Chi meglio di chi è costretto dagli eventi ad un perpetuo vagabondaggio può aiutarci a capire meglio cosa significa avere una casa, una famiglia, appartenere ad una comunità?

Nomadland

Frances McDormand e Chloé Zhao sul set di Nomadland

Jessica Bruder è una giornalista statunitense che nel 2011 si imbarca in un viaggio di tre anni in camper per investigare su un nuovo fenomeno: quello dei lavoratori stagionali in età da pensione buttati sul lastrico dalla crisi finanziaria dei subprimes del 2008. Questi signori e signore attempati hanno speso i loro ultimi risparmi per comprarsi una roulotte e percorrere gli Stati Uniti da un estremo all’altro alla ricerca di un lavoro.
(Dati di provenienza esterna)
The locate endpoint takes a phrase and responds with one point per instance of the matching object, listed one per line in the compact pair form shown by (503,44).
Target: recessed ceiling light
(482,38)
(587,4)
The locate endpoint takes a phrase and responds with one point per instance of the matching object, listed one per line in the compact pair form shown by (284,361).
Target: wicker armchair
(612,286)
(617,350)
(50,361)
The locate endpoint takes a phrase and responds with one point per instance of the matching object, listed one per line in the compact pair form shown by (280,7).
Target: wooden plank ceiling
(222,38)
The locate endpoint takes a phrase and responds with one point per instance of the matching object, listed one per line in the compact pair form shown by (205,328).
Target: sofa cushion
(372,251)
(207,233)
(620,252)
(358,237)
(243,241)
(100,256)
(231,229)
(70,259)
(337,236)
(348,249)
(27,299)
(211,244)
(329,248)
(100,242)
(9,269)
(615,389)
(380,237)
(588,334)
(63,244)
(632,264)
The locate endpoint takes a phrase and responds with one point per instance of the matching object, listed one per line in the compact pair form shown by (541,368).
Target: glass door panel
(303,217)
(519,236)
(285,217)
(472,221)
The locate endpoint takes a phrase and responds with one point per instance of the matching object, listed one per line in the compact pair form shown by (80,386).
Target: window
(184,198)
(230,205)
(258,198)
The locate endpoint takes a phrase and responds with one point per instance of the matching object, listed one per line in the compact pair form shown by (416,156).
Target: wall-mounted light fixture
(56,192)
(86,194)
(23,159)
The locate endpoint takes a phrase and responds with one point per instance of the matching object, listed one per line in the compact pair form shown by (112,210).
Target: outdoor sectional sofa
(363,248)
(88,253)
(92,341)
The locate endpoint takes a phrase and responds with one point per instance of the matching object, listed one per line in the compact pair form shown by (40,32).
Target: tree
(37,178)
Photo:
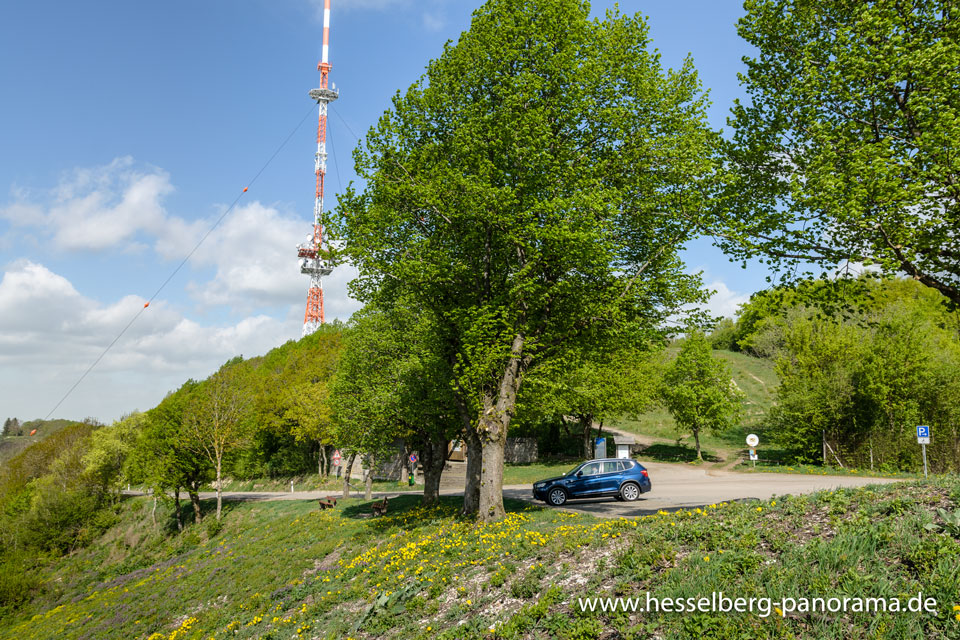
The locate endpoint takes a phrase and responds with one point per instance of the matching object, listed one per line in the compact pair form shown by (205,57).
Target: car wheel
(557,497)
(629,491)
Nel 2014 il viaggio di Jessica Bruder viene pubblicato sulla rivista Harper’s e diventa poi un libro nel 20171. Nello stesso anno Brett Story e l’autrice realizzano un breve documentario, CamperForce2, il cui titolo allude alla politica dei lavori stagionali di Amazon, il cui fondatore e proprietario è uno degli uomini più ricchi del pianeta. Il libro piace molto a Frances McDormand e Peter Spears che ne comprano i diritti cinematografici per poi chiedere a Chloé Zhao di farne un film. Ne viene fuori un’opera a metà tra il documentario e la finzione, con uno sguardo al cinema di denuncia ed ai classici del dopoguerra, uno di quei film che sul momento ti piacciono sans plus, ma che poi crescono col passare dei giorni quando ci ripensi e ne discuti con gli amici. Perché non si tratta solo di un bello e insolito film on the road, ma anche di un viaggio nel tempo e nella storia degli Stati Uniti: è inevitabile che uno dei protagonisti ad un certo punto ricordi di come anche i suoi progenitori abbiano a loro volta dovuto migrare continuamente per guadagnarsi da vivere (nel passaggio sterminando i nativi, ma questa purtroppo è un’altra triste storia). Guardando questo film mi sono chiesto: quanti film sulla Grande Depressione sono stati girati durante la Grande Depressione? E mi sono risposto che in fondo non ne sono stati girati molti, cosa sorprendente se si considera che l’evento sia poi passato alla storia come la crisi per antonomasia. Di questi pochi film ancora meno sono passati alla storia del cinema, come Furore di John Ford3 (tratto dall’omonimo romanzo di John Steinbeck4). Ci deve essere decisamente qualcosa di indicibile e vergognoso nella storia e nelle storie di tutte queste vittime di un’economia così platealmente disumana, quelli che “non ce l’hanno fatta”, e a maggior ragione è ben meritato il leone d’oro alla 77a Mostra Internazionale d’Arte Cinematografica di Venezia ed ora anche l’Oscar per il miglior film.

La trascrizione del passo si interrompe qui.